-1

I would like to break up a string into those parts starting with a capital letter using regular expressions. But I get an error in Python v3.6 if I try it with the expression I thought would work.

import re

str = "abcDefgHijkLmnoPQrstUvwxYz"
pattern = "[A-Z]"
print (re.split(pattern, str)  # will provide ['abc,'efg','ijk', ...] but want the caps
pattern = r"([A-Z])"
print (re.split(pattern, str)  # will provide ['abc, 'D','efg','H', 'ijk', ...]
pattern = r"(?=[A-Z])" # thought this one would include the capitals with the lower case
print (re.split(pattern, str)  # generates an error - "requires a non-empty pattern"
# expected this to provide ['abc', 'Defg', 'Hijk', 'Lmno', ...

# also thought that str.split(pattern) would work the same was as re.split but it does not. Why isn;t .split() consistent with re.split()?

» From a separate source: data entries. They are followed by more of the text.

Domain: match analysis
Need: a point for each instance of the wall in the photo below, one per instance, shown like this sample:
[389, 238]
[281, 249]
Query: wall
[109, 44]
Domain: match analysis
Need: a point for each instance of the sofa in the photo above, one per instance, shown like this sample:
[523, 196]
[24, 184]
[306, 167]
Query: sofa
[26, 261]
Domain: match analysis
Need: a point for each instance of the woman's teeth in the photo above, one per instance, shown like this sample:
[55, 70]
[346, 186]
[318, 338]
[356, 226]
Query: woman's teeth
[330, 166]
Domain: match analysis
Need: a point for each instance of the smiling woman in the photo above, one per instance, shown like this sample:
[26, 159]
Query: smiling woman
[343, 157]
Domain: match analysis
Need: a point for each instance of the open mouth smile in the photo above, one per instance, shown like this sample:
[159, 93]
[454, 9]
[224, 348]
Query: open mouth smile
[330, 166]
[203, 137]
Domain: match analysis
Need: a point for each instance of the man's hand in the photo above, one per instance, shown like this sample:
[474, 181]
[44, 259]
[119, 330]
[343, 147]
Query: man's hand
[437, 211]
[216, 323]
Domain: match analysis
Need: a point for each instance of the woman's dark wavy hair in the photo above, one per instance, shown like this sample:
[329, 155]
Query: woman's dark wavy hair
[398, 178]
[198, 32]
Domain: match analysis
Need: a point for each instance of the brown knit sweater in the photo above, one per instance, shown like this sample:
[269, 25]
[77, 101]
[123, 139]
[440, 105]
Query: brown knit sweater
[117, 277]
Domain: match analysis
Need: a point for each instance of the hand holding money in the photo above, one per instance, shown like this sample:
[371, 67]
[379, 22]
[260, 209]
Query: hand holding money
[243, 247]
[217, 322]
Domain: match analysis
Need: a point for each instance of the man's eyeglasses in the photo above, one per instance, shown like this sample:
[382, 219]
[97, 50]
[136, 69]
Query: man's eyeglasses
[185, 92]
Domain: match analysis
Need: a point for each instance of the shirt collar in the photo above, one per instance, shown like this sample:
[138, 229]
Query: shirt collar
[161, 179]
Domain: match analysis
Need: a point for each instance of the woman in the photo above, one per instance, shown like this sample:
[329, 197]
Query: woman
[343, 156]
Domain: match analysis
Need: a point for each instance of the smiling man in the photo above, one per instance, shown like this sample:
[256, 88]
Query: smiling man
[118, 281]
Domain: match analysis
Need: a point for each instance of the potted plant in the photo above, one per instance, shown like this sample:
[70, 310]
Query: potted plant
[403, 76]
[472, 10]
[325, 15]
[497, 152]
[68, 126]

What would be the proper regex that would provide words starting with capital letters?

Jay Mosk
  • 155
  • 1
  • 2
  • 8
  • 1
    `print (re.split(pattern, str)` Each one of these statements is missing a closing parentheses. This code won't even run. Please post your real code. – John Gordon May 31 '22 at 23:57
  • for the `requires a non-empty pattern`, perhaps try with 3.7 https://bugs.python.org/issue43222 – jspcal May 31 '22 at 23:59

3 Answers3

0

Use re.findall instead of re.split:

import re

s = "abcDefgHijkLmnoPQrstUvwxYz"


print(re.findall(r"([A-Z]*[a-z]+)", s))

Prints:

['abc', 'Defg', 'Hijk', 'Lmno', 'PQrst', 'Uvwx', 'Yz']
Andrej Kesely
  • 118,151
  • 13
  • 38
  • 75
0
>>> print(re.split("(?=[A-Z])", s))
['abc', 'Defg', 'Hijk', 'Lmno', 'P', 'Qrst', 'Uvwx', 'Yz']

The one you thought would work does work in Python 3.10, except you say "split the string" and "provide words starting with capital letters" and there's no easy way to do that which gets rid of the "abc" at the start which doesn't have a capital. You need re.findall() to pick out the capital-lower words:

>>> print(re.findall(r"([A-Z][a-z]+)", s))
['Defg', 'Hijk', 'Lmno', 'Qrst', 'Uvwx', 'Yz']

NB. I renamed the string s because str() is a Python builtin and it's bad form to overwrite those with your own code.

TessellatingHeckler
  • 24,312
  • 4
  • 40
  • 77
0

To split the string by camel cases use

\w+?(?=[A-Z])

Python example

import re

s = "abcDefgHijkLmnoPQrstUvwxYz"

re.findall(r"\w+?(?=[A-Z])", s)  # ['abc', 'Defg', 'Hijk', 'Lmno', 'P', 'Qrst', 'Uvwx']
Artyom Vancyan
  • 2,348
  • 3
  • 10
  • 28